As the Internet evolves over the years, a large number of applications emerge, ranging from HTTP, FTP to P2P, and more recently multimedia streaming, on-line game and social networks, with varying service requirements in terms of bandwidth, delay, loss rate and so on. Still, the Internet traffic exhibits a high variability property - the majority of the flows are of small sizes while a small percentage of very long flows contribute to a large portion of the traffic volume. Several studies reveal that small flows are in general related to interactive applications - such examples consist of Web browsing, mail checking, DNS queries, and more recently tweets, posts, chats, etc. - for which one expects to obtain good user perceived performance, most often in terms of short response time. However, the classical FIFO/drop-tail scheme deployed in today's routers/switches
is well known to bias against short flows over long ones.
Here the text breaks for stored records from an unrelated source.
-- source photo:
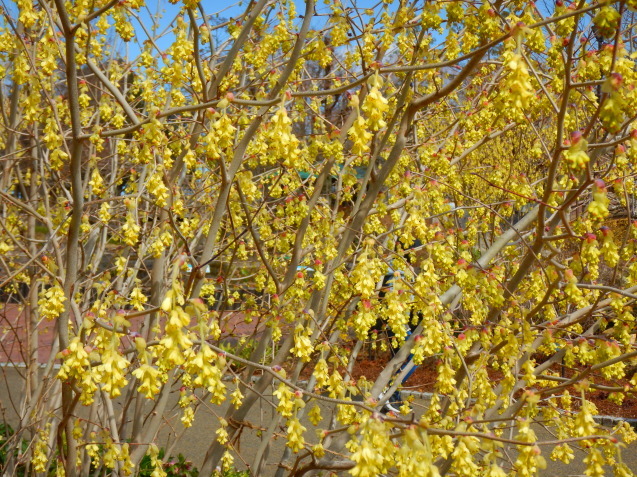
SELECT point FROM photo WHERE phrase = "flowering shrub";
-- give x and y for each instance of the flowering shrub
(296, 181)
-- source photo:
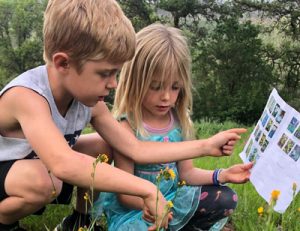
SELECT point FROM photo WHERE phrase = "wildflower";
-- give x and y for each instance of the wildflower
(260, 211)
(170, 204)
(275, 194)
(294, 187)
(53, 193)
(181, 183)
(82, 229)
(168, 174)
(172, 174)
(104, 158)
(86, 196)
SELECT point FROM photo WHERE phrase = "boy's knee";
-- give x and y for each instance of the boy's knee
(44, 191)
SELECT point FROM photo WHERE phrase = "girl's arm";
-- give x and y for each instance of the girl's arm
(238, 173)
(127, 165)
(126, 143)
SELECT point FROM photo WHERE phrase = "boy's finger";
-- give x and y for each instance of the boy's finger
(237, 130)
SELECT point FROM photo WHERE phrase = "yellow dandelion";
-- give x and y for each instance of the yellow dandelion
(53, 193)
(181, 183)
(275, 194)
(170, 204)
(86, 196)
(294, 187)
(172, 174)
(260, 210)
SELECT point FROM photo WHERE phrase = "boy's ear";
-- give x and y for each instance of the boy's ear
(61, 61)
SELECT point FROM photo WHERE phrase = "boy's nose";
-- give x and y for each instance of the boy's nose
(112, 84)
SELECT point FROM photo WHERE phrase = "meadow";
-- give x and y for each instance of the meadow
(252, 213)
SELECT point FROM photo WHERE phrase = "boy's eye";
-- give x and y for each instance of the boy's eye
(105, 74)
(176, 86)
(155, 86)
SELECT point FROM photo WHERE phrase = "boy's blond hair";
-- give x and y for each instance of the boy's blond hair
(88, 30)
(162, 52)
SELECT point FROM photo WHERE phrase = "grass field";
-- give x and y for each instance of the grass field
(245, 218)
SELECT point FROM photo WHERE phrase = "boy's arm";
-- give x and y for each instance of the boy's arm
(33, 114)
(126, 143)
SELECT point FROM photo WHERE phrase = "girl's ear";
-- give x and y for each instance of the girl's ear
(61, 61)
To tackle this issue over a best-effort network, a great deal of size-based scheduling solutions have been proposed in the last decade. The key idea is to favor short flows at the expense of long ones. Although appealing by offering small response time to short flows, most of them feature one or more significant drawbacks/limits: starvation to long flows, scheduling decision based on a single dimension, namely flow size, global modification of end hosts, and the overhead of flow state maintenance. In this thesis, we have proposed a novel and simple scheduling algorithm named EFD (Early Flow Discard), which is able to overcome all the drawbacks aforementioned.
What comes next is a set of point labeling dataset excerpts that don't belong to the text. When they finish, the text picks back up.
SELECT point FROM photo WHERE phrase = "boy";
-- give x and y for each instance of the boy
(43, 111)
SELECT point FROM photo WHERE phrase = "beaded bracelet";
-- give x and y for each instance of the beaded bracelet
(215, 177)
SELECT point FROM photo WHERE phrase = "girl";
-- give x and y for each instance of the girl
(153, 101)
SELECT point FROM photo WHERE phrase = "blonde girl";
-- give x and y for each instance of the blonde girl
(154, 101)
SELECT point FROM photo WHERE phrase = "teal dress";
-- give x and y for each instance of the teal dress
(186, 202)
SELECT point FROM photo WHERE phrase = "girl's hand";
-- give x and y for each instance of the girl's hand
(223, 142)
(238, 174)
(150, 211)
In this manuscript, we first evaluate the performance of EFD in a single-bottleneck wired network through extensive simulations. We then discuss the possible variants of EFD and EFD's adaptations to 802.11 WLANs - mainly refer to EFDACK and PEFD, which keep track of the volumes exchanged in both directions or simply count packets in a single direction, aiming at improving the flow level fairness and interactivity in WLANs. Finally, we devote ourselves to profiling enterprise traffic, and further devise two workload models - one that takes into account the enterprise topological structure and the other that incorporates the impact of the applications on top of TCP - to help to evaluate and compare the performance of scheduling policies in typical enterprise networks.